Welcome to McWorld

The conformist is not born. He is made. 

Jean Paul Getty


McDonald’s at Dachau? No more than 500 yards from the entrance to the Nazi death camp where tens of thousands of Jews, gypsies, and miscellaneous “undesirables” were systematically exterminated in the maelstrom of the Third Reich, the glow of the Golden Arches beckons tourists and townsfolk alike to “Super Size that.” No kidding! If the truth weren’t so shocking, the irony might be funny. If it hadn’t been for the curator of the Dachau Museum, McDonald’s would still be distributing leaflets in the concentration camp’s parking lot reading “Welcome to Dachau and welcome to McDonald’s.” Did some ill-advised corporate executive really think that the universality of the Big Mac might help bridge the divide between the hideousness of the Holocaust and the hungry tourist?

To many, “America” means freedom, and Americans tout their democratic ways and individualistic spirit as the last line of defense against evil. Yet Americans have become “chained.” Chained to brands, as totems of quality. Chained to “Disney.” Chained to “Nike.

While the responsible corporate behemoths have taken their act on the road to London and Beijing and, yes, to Dachau, the good ole’ U.S. of A. is where cookie cutter corporate conceptions of our “American Life,” began. Since the McDonald brothers and their Burger Drive-In in San Bernardino California, Americans have taken to the brand name life like a five year-old to a Happy Meal. Whether it is grabbing a “Big Mac.” wearing “Levi’s,” shopping at “The Gap,” or dining at “Planet Hollywood,” be it in Miami or Rome or Cancun, we are a highly diverse people which, oddly, embraces uniformity like mother’s milk. We like that we know exactly what the Big Mac with fries we just ordered will taste like. We don’t care that half a dozen other people at the party are wearing the same jeans.
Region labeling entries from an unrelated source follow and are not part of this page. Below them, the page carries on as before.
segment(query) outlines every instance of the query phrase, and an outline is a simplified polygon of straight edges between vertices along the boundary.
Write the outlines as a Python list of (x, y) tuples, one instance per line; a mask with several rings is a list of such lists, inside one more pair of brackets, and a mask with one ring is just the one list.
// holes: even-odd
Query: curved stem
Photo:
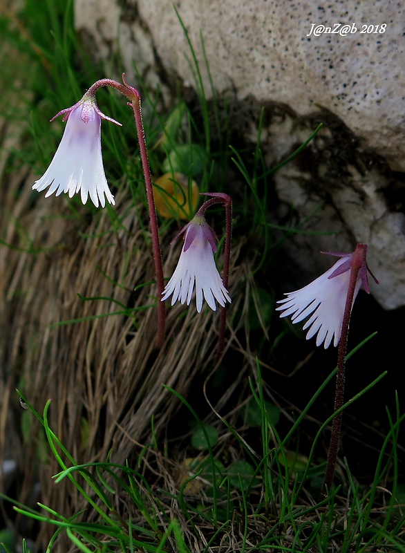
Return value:
[[(335, 396), (335, 412), (339, 411), (343, 404), (344, 388), (345, 388), (345, 369), (346, 357), (348, 346), (348, 336), (349, 332), (349, 325), (350, 322), (350, 314), (355, 298), (356, 290), (356, 283), (359, 276), (359, 272), (365, 263), (365, 255), (367, 246), (365, 244), (357, 244), (356, 250), (352, 257), (350, 262), (350, 276), (348, 287), (348, 293), (345, 303), (343, 321), (341, 324), (341, 332), (337, 350), (337, 373), (336, 375), (336, 391)], [(325, 480), (322, 486), (321, 495), (326, 497), (328, 491), (332, 487), (333, 475), (337, 460), (337, 452), (339, 450), (339, 442), (340, 441), (340, 433), (341, 429), (342, 412), (338, 413), (332, 422), (332, 433), (330, 434), (330, 442), (328, 451), (328, 458), (326, 462), (326, 469), (325, 471)]]
[(152, 177), (151, 175), (151, 168), (148, 159), (148, 151), (145, 140), (144, 125), (142, 118), (140, 95), (136, 88), (129, 85), (125, 80), (125, 73), (122, 73), (122, 82), (121, 84), (112, 79), (100, 79), (93, 84), (87, 91), (84, 96), (89, 98), (94, 97), (97, 91), (102, 86), (112, 86), (115, 88), (126, 98), (129, 102), (128, 105), (132, 109), (135, 118), (138, 139), (139, 142), (139, 149), (142, 160), (142, 170), (145, 180), (145, 187), (147, 191), (147, 198), (149, 210), (149, 218), (151, 221), (151, 231), (152, 234), (152, 247), (153, 252), (153, 259), (155, 261), (155, 272), (156, 274), (156, 283), (158, 287), (158, 335), (157, 344), (161, 347), (164, 339), (164, 326), (166, 321), (166, 308), (164, 303), (160, 301), (162, 294), (164, 288), (164, 280), (163, 277), (163, 267), (162, 263), (162, 251), (160, 249), (160, 241), (159, 239), (159, 225), (158, 223), (158, 216), (155, 207), (155, 200), (153, 198), (153, 189), (152, 185)]

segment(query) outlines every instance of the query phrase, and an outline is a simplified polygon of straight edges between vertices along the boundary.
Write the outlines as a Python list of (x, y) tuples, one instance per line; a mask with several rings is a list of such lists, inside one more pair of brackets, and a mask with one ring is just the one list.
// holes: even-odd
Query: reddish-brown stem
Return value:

Yet maybe we embrace the expected sameness even more so now in uncertain times. Maybe that’s not all bad, but we should not fall in line one behind the other like lemmings to the exclusion of those who like different things or hold different views, without asking ourselves why?

Make no mistake, for corporate America, uniformity and regimentation in image and production means big bucks. But for us? “We, the people,” we are supposed to “live free or die,” doing “our own thing,” aren’t we?

For decades, during the Cold War, Americans demonized the bleak conformity of communist regimes as a form of mind control. But it seems that now, sticking one’s neck out of the crowd is becoming less and less tolerated, let alone encouraged.

It is undeniable that we live in a Type A world, with unrelenting demands for mobility, speed, and convenience. But our seemingly increasing level of need for the predictable, the uniform, does pose an interesting question. Does sameness offer us a psychological security blanket in these trying times? Or is it just a short-cut, a cheat sheet of sorts, to enable us to make up our minds without expending too much valuable energy? But can this ever-increasing homogeneity of our information flow be healthy for us personally, and for our democracy?

Aren’t Americans supposed to dare to be different from the masses? Isn’t that why Californian teens of the fifties modified the chassis of production vehicles to make low riders? Why Miles Davis and Bob Dylan turned their backs, literally, on the face of America to forge new music borne of the essence of the American experience? Isn’t the need to be different without fear why the pilgrims piled onto leaky, wooden ships and sailed off into the unknown? Isn’t the right of the individual to be free the reason refugees float on makeshift rafts through tropical storms to land on our beaches? These are people who have learned the hard way that conformity and uniformity facilitate control over our lives, our minds.

In a country of seemingly endless diversity, why are we tempted to succumb to McLife? And what might the possible long-term effects of conformity as our default position be?

In these tumultuous times, we would do well to consider what are the fundamental underpinnings of our national identity? But we would also do well to be tolerant of those whose beliefs differ from our own. After all, today’s majority may well be tomorrow’s minority, and we just might find ourselves on the pointy end of a sharp spear when our views are no longer judged to be mainstream.

One thing is clear, however—we have to co-exist in a spirit of mutual acceptance and respect for the survival of our country.

And if that means sharing a Big Mac, then we should all be for it. Just not at Dachau.